[SOLVED] Adding third host to unicast 3-host cluster fails

Asano · Jan 27, 2018

Hi there,

I'm currently trying to setup a 3-host cluster in a datacenter where multicasting isn't possible (Hetzner) so after I read about UDPU in https://pve.proxmox.com/wiki/Multicast_notes and some tests locally I was fairly positive that this is going to work.
However I only was possible to add one host (no problems at all seemingly) and am now stuck on the third/last. Unfortunately I cannot try to reinstall over and over as I need to order a KVM console each time... So maybe before I do this the next time I thought maybe someone could help me figuring out what's going on as I am clueless at this point...

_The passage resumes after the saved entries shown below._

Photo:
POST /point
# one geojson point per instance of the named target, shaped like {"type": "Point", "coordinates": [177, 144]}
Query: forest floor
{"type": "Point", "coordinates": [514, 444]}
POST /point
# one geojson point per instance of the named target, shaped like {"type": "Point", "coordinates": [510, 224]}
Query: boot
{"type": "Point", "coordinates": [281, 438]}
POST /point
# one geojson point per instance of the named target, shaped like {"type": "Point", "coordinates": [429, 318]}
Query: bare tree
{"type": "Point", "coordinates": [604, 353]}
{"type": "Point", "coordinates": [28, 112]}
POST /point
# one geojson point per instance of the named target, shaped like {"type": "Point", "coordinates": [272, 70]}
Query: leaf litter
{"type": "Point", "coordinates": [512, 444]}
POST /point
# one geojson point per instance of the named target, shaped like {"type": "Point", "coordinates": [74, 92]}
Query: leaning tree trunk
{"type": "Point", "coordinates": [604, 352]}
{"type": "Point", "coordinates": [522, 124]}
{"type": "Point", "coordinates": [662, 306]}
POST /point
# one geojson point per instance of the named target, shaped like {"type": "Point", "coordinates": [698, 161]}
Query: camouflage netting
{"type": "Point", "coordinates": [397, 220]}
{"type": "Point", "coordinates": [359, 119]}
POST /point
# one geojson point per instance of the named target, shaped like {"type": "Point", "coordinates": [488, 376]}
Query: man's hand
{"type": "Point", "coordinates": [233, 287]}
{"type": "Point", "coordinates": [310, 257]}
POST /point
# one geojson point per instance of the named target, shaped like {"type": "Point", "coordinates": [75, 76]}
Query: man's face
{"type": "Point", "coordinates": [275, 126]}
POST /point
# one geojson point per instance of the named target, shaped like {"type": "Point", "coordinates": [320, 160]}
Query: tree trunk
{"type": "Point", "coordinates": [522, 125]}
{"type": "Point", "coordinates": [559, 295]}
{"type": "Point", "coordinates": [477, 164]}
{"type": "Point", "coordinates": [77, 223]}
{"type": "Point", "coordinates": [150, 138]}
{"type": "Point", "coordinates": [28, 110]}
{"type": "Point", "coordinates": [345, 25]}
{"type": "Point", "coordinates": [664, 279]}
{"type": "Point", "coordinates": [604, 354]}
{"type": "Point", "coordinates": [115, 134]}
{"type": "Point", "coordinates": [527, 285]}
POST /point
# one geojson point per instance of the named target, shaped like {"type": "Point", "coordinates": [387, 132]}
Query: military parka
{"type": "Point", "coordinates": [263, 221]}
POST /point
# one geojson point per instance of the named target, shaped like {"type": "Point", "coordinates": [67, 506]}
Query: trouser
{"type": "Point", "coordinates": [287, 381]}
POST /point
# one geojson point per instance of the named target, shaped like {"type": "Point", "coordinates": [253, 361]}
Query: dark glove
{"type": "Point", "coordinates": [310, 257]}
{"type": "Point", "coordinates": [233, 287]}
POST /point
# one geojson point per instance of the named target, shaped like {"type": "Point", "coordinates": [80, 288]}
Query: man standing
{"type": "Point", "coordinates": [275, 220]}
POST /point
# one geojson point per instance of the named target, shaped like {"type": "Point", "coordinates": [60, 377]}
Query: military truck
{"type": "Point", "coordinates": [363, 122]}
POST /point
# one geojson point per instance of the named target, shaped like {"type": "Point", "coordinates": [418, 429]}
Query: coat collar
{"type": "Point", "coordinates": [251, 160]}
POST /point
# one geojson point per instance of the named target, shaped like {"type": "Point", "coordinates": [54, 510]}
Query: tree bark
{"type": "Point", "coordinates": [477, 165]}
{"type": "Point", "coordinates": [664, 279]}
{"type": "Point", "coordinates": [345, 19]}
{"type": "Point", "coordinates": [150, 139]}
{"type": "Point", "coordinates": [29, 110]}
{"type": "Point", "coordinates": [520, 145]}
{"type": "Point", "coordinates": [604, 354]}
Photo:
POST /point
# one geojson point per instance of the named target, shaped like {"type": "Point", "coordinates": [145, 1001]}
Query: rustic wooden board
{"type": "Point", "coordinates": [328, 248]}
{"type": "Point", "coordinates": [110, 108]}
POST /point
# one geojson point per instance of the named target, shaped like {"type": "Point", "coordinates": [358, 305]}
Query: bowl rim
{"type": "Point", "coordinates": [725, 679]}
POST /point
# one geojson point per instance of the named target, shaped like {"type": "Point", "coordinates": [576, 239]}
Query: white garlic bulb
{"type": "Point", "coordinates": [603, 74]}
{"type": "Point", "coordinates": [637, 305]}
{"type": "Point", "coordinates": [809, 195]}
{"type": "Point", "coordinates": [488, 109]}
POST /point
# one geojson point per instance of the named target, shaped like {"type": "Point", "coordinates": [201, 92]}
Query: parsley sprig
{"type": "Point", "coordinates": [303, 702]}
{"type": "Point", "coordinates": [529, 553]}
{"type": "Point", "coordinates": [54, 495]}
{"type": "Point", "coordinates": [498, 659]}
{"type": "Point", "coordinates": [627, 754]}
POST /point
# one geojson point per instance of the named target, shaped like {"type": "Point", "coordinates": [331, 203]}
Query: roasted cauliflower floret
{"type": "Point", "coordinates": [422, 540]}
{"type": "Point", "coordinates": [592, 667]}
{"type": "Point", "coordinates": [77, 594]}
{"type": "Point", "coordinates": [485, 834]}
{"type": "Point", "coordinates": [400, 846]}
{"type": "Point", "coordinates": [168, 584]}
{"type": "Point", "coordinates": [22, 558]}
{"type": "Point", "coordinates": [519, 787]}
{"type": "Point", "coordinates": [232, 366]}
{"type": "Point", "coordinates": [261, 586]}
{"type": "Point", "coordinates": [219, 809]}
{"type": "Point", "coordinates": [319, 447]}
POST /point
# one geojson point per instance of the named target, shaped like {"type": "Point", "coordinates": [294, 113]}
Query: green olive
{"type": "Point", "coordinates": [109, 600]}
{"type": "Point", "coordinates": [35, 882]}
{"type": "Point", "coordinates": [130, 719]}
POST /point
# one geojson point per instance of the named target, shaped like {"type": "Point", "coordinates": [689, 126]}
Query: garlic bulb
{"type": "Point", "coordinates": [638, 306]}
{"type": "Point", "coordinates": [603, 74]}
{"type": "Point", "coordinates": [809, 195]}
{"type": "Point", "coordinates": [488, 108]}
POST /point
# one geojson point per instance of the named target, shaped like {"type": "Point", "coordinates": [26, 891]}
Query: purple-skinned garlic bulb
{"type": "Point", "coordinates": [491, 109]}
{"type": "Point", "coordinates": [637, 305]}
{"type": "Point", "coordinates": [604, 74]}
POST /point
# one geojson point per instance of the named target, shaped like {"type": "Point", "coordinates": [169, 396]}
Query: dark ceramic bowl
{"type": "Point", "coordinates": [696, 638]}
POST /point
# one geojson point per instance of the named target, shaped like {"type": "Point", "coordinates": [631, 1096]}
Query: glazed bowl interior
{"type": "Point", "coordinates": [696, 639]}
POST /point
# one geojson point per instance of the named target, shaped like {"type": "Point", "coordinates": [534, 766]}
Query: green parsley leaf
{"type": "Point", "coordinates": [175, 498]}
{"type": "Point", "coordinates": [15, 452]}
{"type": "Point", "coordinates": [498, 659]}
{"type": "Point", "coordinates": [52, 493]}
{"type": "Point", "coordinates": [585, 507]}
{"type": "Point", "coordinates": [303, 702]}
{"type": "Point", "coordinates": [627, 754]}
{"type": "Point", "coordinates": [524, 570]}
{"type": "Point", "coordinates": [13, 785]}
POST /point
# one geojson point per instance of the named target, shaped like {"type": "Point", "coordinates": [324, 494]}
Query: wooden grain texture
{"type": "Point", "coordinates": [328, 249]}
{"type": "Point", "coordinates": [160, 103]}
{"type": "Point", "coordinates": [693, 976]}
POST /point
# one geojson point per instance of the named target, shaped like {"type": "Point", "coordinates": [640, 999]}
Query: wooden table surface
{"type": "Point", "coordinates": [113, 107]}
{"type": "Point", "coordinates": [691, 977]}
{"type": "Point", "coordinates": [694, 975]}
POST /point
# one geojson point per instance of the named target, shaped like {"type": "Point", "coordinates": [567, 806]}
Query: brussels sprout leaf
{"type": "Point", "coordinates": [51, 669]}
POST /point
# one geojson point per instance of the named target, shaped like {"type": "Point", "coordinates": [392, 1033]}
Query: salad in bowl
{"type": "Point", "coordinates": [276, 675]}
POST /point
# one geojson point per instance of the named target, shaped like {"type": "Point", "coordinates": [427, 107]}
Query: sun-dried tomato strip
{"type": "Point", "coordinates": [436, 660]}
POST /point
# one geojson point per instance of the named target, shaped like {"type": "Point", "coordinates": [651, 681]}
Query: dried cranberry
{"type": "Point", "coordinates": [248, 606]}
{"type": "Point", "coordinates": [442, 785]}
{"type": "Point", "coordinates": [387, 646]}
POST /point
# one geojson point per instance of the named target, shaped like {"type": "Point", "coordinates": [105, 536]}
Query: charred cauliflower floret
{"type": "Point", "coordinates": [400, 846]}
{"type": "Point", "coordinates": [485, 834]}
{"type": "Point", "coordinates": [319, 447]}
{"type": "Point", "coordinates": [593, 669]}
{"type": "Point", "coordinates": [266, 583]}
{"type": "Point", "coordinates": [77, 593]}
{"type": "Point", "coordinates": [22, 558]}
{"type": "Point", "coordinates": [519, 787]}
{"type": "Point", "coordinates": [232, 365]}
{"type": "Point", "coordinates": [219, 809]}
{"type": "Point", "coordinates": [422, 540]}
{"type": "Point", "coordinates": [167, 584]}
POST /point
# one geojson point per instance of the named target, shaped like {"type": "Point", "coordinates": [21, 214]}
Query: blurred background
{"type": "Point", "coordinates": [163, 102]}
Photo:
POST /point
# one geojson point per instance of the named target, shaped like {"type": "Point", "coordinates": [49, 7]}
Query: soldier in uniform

So here is what I did (and I'm not sure if I got the order right as it wasn't specified to detailed in the link above):

Added the IPs with all host names in every /etc/hosts file
Checked connectivity between each host via hostname -> no problem, ping stable between 0.4 and 0.6 ms which should work well from what I have read about corosync
`pvecm create MyCluster` on host1
edited /etc/pve/corosync.conf on host1 and added `transport: udpu` as well as the intended nodelist where name and ring0_addr of each host is the configured hostname (so 3 nodes from host1 to host3 with nodeid: 1 to nodeid: 3 in total)
restarted corosync on host1
reclaimed quorum on host1 with `pvecm e 1` (otherwise I think I couldn't run the add command on the other hosts)
`pvecm add [HOST1-IP]` on host2 (worked, no errors)
`pvecm add [HOST1-IP]` on host3 (did not work)
- inital error some `trying to aquire cfs lock 'file-corosync_conf' ...` but that were only 2 or 3 and then an endless stuck on `waiting for quorum...`
- restarted several times and tried adding with '-force' did not help
- /etc/corosync/corosync.conf on host3 seems to have the correct copy of the version with `transport: udpu`
- trying to re-add I now get the following (and I'm not sure if the ssh key database error was there the first time too but I now always see it - however I can ssh host1 and ssh host2):
  Code:
```
can't create shared ssh key database '/etc/pve/priv/authorized_keys'
trying to aquire cfs lock 'file-corosync_conf' ...
trying to aquire cfs lock 'file-corosync_conf' ...
node host3 already defined
copy corosync auth key
stopping pve-cluster service
backup old database
Job for corosync.service failed because the control process exited with error code.
See "systemctl status corosync.service" and "journalctl -xe" for details.
waiting for quorum...
```

systemctl status corosync.service says

Code:

Jan 27 14:48:49 host3 corosync[6523]: info    [WD    ] no resources configured.
Jan 27 14:48:49 host3 corosync[6523]: notice  [SERV  ] Service engine loaded: corosync watchdog service [7]
Jan 27 14:48:49 host3 corosync[6523]: notice  [QUORUM] Using quorum provider corosync_votequorum
Jan 27 14:48:49 host3 corosync[6523]: crit    [QUORUM] Quorum provider: corosync_votequorum failed to initialize.
Jan 27 14:48:49 host3 corosync[6523]: error   [SERV  ] Service engine 'corosync_quorum' failed to load for reason 'configuration error: nodelist or quorum.expected_votes must be configured!'
Jan 27 14:48:49 host3 corosync[6523]: error   [MAIN  ] Corosync Cluster Engine exiting with status 20 at service.c:356.
Jan 27 14:48:49 host3 systemd[1]: corosync.service: Main process exited, code=exited, status=20/n/a
Jan 27 14:48:49 host3 systemd[1]: Failed to start Corosync Cluster Engine.
Jan 27 14:48:49 host3 systemd[1]: corosync.service: Unit entered failed state.
Jan 27 14:48:49 host3 systemd[1]: corosync.service: Failed with result 'exit-code'.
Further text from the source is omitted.